I don’t usually follow the line that a high achieving woman is making things better for all of those who share her sex. That to me is a romantic idea that has little basis in reality, indeed there are women among us considerably worse off after Ms Gillard’s prime ministership, for example the sole parents shifted to Newstart, and women seeking asylum.

Summers’ test of faith I find entirely self-defeating. What would it serve Australian society if every time a woman in public office was badly treated, her female colleagues resigned? In a nano second, there would be none of us left anywhere. It’s the sort of demand a comfortable middle class feminist can make from her armchair without pausing to consider the ramifications, for individuals and the greater good of our society.

That being said, these last few days I’ve noticed a sense of relief in myself and people around me. What is this about? The cessation of sexist abuse against Ms Gillard, that’s what it’s about.

It’s only since Ms Gillard left the leadership that it’s become painfully clear just how bad and how constant the gender-based abuse was. It’s like the relief you feel when you stop hitting yourself on the head with a hammer, if you are given to that form of self-abuse.  We no longer have to witness the daily public denigration of a woman, because she is a woman. We no longer have to witness the gender war in all its frightening darkness, as fought between Ms Gillard and the sexists from all walks of life, whose first complaint against the Prime Minister was that she is female, and who viewed every other dissatisfaction through that gender prism.

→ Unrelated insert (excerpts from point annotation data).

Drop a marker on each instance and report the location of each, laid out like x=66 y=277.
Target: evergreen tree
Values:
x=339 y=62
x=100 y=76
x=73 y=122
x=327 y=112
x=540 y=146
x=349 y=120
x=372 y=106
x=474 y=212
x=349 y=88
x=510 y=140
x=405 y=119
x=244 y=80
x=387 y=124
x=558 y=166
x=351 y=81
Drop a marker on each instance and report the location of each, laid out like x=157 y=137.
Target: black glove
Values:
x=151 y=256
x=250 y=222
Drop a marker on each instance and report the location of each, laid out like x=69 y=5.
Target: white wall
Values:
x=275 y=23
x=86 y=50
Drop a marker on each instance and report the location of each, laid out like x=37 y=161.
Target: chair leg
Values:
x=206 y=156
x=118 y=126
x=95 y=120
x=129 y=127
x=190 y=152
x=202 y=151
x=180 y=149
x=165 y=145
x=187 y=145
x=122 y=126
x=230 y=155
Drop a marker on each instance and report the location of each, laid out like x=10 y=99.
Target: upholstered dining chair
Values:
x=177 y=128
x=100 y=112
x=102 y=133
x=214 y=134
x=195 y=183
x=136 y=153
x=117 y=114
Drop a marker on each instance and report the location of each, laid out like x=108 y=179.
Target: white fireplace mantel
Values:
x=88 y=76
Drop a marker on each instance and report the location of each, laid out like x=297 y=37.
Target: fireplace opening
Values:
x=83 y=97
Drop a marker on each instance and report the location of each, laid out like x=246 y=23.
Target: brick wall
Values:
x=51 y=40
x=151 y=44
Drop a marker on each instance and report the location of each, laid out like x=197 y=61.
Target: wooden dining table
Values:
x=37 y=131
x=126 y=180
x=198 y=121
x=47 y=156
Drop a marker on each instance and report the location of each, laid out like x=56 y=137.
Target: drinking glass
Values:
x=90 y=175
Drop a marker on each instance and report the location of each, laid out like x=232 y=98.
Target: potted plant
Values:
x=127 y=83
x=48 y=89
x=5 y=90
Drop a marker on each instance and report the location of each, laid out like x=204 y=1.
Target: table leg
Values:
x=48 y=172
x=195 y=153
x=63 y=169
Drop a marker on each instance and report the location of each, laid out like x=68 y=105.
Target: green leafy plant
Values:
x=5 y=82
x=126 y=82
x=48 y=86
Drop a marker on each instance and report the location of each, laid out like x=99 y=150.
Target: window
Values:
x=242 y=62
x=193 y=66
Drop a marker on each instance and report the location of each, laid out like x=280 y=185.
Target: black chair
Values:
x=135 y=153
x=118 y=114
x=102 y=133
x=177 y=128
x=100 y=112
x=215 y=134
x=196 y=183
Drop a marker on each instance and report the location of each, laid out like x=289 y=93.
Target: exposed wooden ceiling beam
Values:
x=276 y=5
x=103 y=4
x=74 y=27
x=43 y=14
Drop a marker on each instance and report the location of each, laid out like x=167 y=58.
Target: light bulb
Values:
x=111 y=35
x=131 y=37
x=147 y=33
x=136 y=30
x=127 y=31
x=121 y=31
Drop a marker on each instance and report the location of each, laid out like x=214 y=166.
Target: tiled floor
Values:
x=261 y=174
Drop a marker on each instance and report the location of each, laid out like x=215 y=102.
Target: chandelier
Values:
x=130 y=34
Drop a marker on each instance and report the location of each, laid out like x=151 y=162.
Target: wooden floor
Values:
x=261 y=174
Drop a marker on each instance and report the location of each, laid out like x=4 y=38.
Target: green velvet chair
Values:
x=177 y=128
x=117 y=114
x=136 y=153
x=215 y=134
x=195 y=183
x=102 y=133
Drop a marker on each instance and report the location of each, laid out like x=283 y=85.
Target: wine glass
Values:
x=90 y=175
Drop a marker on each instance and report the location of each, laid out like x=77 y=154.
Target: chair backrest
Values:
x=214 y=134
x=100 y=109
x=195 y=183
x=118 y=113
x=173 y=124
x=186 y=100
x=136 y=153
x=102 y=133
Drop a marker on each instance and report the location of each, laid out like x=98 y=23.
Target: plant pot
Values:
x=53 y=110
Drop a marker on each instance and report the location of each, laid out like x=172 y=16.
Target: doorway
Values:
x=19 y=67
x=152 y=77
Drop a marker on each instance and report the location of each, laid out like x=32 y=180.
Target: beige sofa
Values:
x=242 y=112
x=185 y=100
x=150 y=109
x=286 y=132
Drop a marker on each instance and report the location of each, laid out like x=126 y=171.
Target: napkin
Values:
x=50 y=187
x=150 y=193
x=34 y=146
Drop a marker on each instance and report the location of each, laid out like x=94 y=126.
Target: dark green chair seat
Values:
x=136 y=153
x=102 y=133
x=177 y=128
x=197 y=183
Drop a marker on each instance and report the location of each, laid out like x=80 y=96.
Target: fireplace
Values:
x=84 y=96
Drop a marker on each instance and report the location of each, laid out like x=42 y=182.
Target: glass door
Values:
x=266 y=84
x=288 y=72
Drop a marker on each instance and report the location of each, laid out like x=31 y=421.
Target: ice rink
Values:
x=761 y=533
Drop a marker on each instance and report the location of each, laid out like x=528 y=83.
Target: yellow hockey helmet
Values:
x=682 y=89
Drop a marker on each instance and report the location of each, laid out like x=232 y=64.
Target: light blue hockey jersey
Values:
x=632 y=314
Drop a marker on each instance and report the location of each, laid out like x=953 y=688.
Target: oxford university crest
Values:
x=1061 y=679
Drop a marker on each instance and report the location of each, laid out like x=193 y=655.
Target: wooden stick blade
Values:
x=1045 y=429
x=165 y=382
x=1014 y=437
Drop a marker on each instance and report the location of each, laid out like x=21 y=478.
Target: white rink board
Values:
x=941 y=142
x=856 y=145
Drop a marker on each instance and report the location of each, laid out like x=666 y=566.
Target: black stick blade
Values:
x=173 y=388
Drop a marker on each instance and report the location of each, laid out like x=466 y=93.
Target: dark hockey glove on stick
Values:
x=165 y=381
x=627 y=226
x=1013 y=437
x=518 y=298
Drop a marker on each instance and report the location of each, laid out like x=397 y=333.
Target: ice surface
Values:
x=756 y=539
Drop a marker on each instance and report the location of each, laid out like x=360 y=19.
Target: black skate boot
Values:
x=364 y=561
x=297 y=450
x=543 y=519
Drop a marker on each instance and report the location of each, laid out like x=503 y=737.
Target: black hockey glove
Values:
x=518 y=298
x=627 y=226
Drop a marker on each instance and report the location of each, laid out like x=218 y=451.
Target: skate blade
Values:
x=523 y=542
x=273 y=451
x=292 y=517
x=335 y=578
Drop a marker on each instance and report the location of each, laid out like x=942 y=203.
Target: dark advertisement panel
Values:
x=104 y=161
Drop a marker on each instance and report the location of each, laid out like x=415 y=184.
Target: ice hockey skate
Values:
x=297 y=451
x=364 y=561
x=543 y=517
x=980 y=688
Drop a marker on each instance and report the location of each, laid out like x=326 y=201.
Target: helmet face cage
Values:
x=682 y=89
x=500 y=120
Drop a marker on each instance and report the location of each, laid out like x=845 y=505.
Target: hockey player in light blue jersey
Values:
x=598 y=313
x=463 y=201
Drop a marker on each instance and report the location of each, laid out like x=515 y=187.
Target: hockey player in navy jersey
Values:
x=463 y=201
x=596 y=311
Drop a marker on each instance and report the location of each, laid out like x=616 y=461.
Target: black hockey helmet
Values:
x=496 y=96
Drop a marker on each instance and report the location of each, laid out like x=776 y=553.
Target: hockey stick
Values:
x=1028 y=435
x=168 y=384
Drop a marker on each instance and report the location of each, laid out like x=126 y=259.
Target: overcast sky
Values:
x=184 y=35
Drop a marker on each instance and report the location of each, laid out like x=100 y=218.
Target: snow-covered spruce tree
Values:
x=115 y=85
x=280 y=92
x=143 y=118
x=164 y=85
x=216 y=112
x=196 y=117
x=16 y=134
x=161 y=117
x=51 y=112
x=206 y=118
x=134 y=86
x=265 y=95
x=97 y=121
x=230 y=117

We have never seen such a terrifying display of anti woman feeling in our politics, because we have never had a female leader. We couldn’t see how bad it was until it stopped. We couldn’t see how the sexist abuse distracted from the most important  task of keeping our society functioning, which Ms Gillard’s government achieved better than almost any other Western government.

There is a great deal on which I vehemently disagreed with Ms Gillard. I did not personally take to her, though as Deputy PM I thought she would one day be an excellent leader. That day came too soon, and under fraught circumstances that could not have been worse for our first female PM. That the ALP chose to depose then leader Kevin Rudd in his first term was a questionable decision. That they should seize the opportunity to install the country’s first female leader, who as well as everything else was forced to become the blood-soaked symbol of the fallen man’s “knifing” beggars belief. One can only assume that as usual, the blokes brought a woman in to clean up their mess.

Though I am wary of joining anything, let alone a sisterhood (you will not find a woman less interested in or less capable of belonging than me) every time Ms Gillard was abused because of her sex, I was also abused. The unrelenting sexist and misogynist commentary directed towards her was directed at all women, though the perpetrators would no doubt strenuously deny that. It cannot be any other way, anymore than racism can only be aimed at one individual, leaving everyone else untouched.

We should be outraged at the contempt and insult daily enacted towards Ms Gillard. At any moment it can be and is turned against any woman who falls foul of those men and  women who are so conflicted in their attitudes towards us they can only fear and hate, solely because of our sex. One of Ms Gillard’s achievements, though it is not one any sane person could have anticipated or desired, is that she has shown us, through her personal endurance, the degree to which hatred of women still flourishes in Australian society and the awful toll it takes on that society.

In sexism and misogyny, Ms Gillard is my sister.